O sistema hegeliano pode ser visto em três partes (apenas didáticas): a ideia, a natureza e o espírito, a ideia é o plano geral da filosofia moderna (a esquerda os novos hegelianos e a direita os velhos hegelianos), a natureza é parte essencial para discutir o contratualismo e suas vertentes, o espírito se divide em: objetivo, subjetivo e absoluto.

Enquanto o absoluto remete a ideia do “puro”, o dualismo objetivo e subjetivo são parte do dualismo contemporâneo, quanto a justiça o objetivo pode ser dividido em: o direito abstrato, a moralidade e a eticidade.

É um tema demasiado longo e profundo, como é próprio do pensamento hegeliano, mas como consciente ou inconscientemente ele domina boa parte do pensamento (pelo menos aquele que é elaborado, é comum agora não se elaborar e apenas dizer, tipo “simples assim”), a eticidade é essencial para lê-lo.
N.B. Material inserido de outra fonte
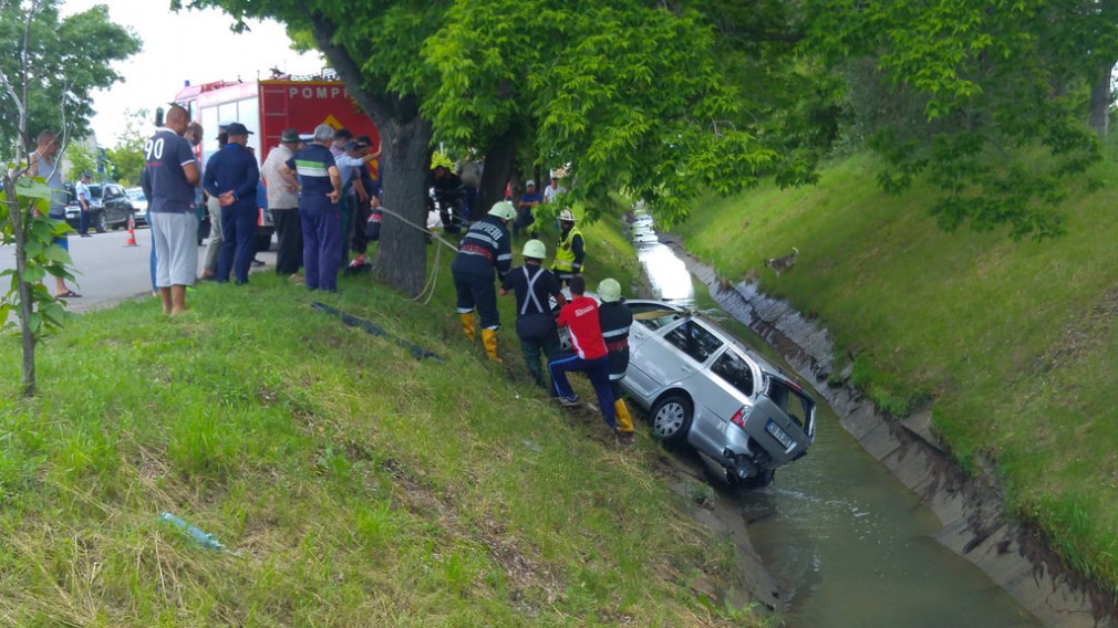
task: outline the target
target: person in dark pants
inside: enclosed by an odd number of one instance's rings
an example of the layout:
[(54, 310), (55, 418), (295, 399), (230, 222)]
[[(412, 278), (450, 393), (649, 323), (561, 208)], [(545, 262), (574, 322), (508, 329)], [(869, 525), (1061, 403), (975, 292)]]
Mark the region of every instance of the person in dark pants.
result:
[(202, 184), (221, 204), (221, 254), (217, 261), (217, 280), (226, 283), (235, 272), (237, 284), (248, 283), (248, 270), (256, 254), (256, 185), (260, 170), (256, 158), (245, 149), (248, 134), (244, 124), (228, 125), (229, 143), (206, 162)]
[(559, 291), (559, 280), (540, 267), (547, 248), (540, 240), (528, 240), (523, 248), (524, 265), (513, 268), (501, 284), (500, 295), (513, 291), (517, 295), (517, 335), (520, 351), (536, 386), (548, 388), (540, 367), (540, 353), (548, 361), (559, 354), (559, 331), (551, 314), (551, 297), (562, 307), (567, 298)]
[(586, 279), (581, 275), (570, 278), (571, 301), (559, 311), (557, 323), (570, 332), (568, 351), (548, 362), (548, 372), (563, 406), (578, 403), (578, 396), (567, 381), (567, 373), (581, 371), (590, 378), (594, 392), (598, 396), (601, 417), (610, 430), (617, 430), (614, 415), (614, 392), (609, 388), (609, 354), (601, 340), (601, 323), (598, 321), (598, 302), (586, 296)]
[(517, 210), (508, 201), (493, 204), (485, 218), (470, 226), (458, 245), (458, 253), (451, 263), (454, 289), (457, 293), (458, 317), (462, 331), (474, 341), (474, 308), (481, 315), (482, 344), (485, 355), (501, 362), (496, 354), (496, 331), (501, 329), (501, 316), (496, 310), (496, 288), (493, 272), (504, 280), (512, 266), (512, 238), (509, 222), (517, 218)]
[(318, 125), (314, 143), (280, 166), (280, 174), (301, 192), (303, 283), (310, 291), (338, 291), (338, 267), (341, 266), (338, 249), (342, 246), (342, 217), (338, 203), (342, 197), (342, 178), (330, 153), (333, 139), (333, 126)]
[(633, 326), (633, 311), (622, 298), (617, 279), (605, 278), (598, 284), (598, 322), (601, 340), (609, 352), (609, 388), (614, 393), (614, 415), (617, 418), (617, 438), (623, 445), (633, 443), (633, 417), (622, 399), (622, 379), (628, 370), (628, 330)]
[(288, 183), (280, 174), (280, 166), (290, 160), (303, 143), (299, 131), (284, 129), (280, 145), (272, 149), (264, 160), (260, 174), (268, 191), (268, 208), (276, 226), (276, 275), (301, 280), (299, 267), (303, 263), (303, 226), (299, 220), (299, 185)]

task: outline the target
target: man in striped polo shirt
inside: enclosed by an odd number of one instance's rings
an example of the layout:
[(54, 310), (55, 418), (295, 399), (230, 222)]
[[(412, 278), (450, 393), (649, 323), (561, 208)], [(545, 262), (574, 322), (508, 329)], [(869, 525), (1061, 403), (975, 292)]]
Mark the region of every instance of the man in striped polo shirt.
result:
[(341, 266), (342, 217), (338, 201), (342, 179), (330, 153), (334, 127), (320, 124), (314, 143), (280, 166), (280, 174), (299, 190), (303, 227), (303, 283), (307, 289), (338, 291)]

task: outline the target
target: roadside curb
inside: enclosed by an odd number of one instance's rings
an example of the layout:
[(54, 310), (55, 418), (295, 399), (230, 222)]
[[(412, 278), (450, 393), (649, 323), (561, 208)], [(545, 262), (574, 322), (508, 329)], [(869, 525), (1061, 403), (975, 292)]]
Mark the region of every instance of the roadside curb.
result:
[[(982, 569), (1045, 626), (1118, 626), (1115, 600), (1067, 569), (1032, 526), (1011, 521), (992, 472), (965, 476), (930, 430), (930, 412), (903, 421), (878, 411), (849, 383), (849, 368), (834, 373), (834, 343), (790, 305), (760, 292), (757, 283), (728, 284), (692, 258), (679, 240), (661, 237), (727, 312), (776, 348), (834, 408), (840, 422), (939, 517), (937, 541)], [(837, 383), (841, 381), (841, 383)]]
Em Princípios da Filosofia do Direito, no parágrafo 142 ele escreve: “que minha vontade seja posta como adequada ao conceito e com isto e com isto superada e guardada sua subjetividade”, como é próprio do pensamento idealismo, a objetividade se sobrepõe a subjetividade (que é própria do sujeito) e grosso modo pode-se dizer que aqui reside a diferença fundamental com Paul Ricoeur, pois este se debruça sobre o que é Justo (subjetivo) e não justiça.

A passagem suposta de uma subjetividade abstrata para um substancial e de um universal para um concreto é realizada assim a eticidade é a própria definição do que é o bem e o que é da vontade subjetiva, no método hermenêutico, há uma intencionalidade e não uma subjetividade.

Assim a moralidade se reduz a moralidade social, ou a moralidade objetiva, enquanto indivíduo ele só pode se realizar em comunidade e nega a interioridade ou subjetividade.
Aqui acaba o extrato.